When Inspector Akyl Borubaev of the Bishkek Murder Squad is called to the brutal murder scene of a young woman, all the evidence points towards a sadistic serial killer on the hunt for more victims. But when the young woman’s father is revealed as a leading government minister, the pressure is on Borubaev to solve the case not only quickly but also quietly by any means possible. Until more bodies are found. Still in mourning after the recent death of his beloved wife, Chinara, Borubaev descends into Bishkek’s brutal underworld where violence is the only solution. And so begins a thriller that is by turns sordid, violent and yet powerfully emotive that I guarantee will keep you reading..and reading..and reading…

This book contains a number of stand-out features, most notably the author’s assured use of what to many is probably a relatively unknown location. Not only does he convey to the reader the inhospitable climate of this region, where the cold really seeps into your imagination when reading, but also the socio-economic make-up of this former Soviet enclave. It is populated by a cast of characters from both ends of the social spectrum, from the desperate day-to-day existence of the local prostitutes, to those inhabiting the higher echelons of power and the rewards this reaps. Somewhere in the middle stands our dogged detective Borubaev, a man of strong moral stature, manipulated by not only his police superior, but by the wider influence of the political sphere. As the story progresses, we gain valuable insight into the troubled history of this region, and the political machinations over the ownership of the country, and how Borubaev becomes firmly enmeshed in these warring factions.

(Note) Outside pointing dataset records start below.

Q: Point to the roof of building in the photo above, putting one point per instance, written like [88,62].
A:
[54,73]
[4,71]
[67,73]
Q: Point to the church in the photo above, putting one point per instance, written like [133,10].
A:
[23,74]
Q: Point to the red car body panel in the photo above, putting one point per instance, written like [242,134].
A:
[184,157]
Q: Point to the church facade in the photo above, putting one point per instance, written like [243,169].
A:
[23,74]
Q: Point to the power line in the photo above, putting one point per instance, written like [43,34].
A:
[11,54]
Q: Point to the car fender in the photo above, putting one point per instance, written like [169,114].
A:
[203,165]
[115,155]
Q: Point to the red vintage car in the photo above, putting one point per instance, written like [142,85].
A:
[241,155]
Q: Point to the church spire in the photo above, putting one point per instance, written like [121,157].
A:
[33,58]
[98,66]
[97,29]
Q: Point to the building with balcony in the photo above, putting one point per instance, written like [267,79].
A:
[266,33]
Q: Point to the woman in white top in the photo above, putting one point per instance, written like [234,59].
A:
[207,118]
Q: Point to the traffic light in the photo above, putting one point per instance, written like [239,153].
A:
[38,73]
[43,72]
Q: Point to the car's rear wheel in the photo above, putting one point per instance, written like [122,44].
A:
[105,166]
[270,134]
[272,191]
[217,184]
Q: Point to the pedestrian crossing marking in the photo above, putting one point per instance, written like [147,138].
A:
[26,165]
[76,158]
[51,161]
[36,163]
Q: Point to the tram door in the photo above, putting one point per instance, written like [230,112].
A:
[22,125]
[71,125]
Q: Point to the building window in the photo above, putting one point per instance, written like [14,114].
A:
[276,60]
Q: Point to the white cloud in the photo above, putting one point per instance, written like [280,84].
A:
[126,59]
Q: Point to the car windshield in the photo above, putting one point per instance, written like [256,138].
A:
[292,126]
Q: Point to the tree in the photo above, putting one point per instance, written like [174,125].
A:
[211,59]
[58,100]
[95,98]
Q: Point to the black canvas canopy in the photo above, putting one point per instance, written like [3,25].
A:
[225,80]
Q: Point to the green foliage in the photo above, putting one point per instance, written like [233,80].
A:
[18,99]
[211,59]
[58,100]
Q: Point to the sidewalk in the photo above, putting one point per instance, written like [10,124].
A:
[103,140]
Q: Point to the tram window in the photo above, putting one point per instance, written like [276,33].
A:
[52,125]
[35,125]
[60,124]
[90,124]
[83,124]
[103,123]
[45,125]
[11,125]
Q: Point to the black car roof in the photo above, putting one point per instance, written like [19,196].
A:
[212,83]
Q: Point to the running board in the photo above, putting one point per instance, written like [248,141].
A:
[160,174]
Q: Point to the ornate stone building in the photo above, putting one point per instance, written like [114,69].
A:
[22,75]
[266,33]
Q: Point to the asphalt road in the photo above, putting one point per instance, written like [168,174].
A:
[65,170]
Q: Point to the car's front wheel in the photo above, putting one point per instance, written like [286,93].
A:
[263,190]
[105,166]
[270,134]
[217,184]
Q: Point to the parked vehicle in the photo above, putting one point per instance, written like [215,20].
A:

Borubaev is an intriguing character, who pivots between an unerring toughness underscored by some emotive chinks in his armour, revealed by the references to his bereavement following the death of his wife. His emotional attachment to her memory is truly moving, and the way in which his memory of her fuels his actions, “I wanted to think of her as an unseen presence, spurring me on, watching from the sidelines”, where we feel his sense of loss consistently throughout, added to by an emotive revelation at the close of the book. Throughout the course of the investigation, he always fights for the victims, and despite the sheer physical harm that is meted out on him, his dedication to justice is embodied in his every action. I liked him very much indeed.

The plot itself proved incredibly satisfying with some nice red herrings, and reveals along the way, strengthened by the tough and unrelenting sordidness of both the language and the violence. This is not a book for the more squeamish reader, but the brutal nature of the plot worked extremely well overall. It’s rough, tough and blunt-speaking, but with the emotional counterpoint, as previously mentioned in Borubaev’s private life, works exceptionally well as a whole. A Killing Winter is a brilliant debut, and an early contender for one of my top reads of the year I feel.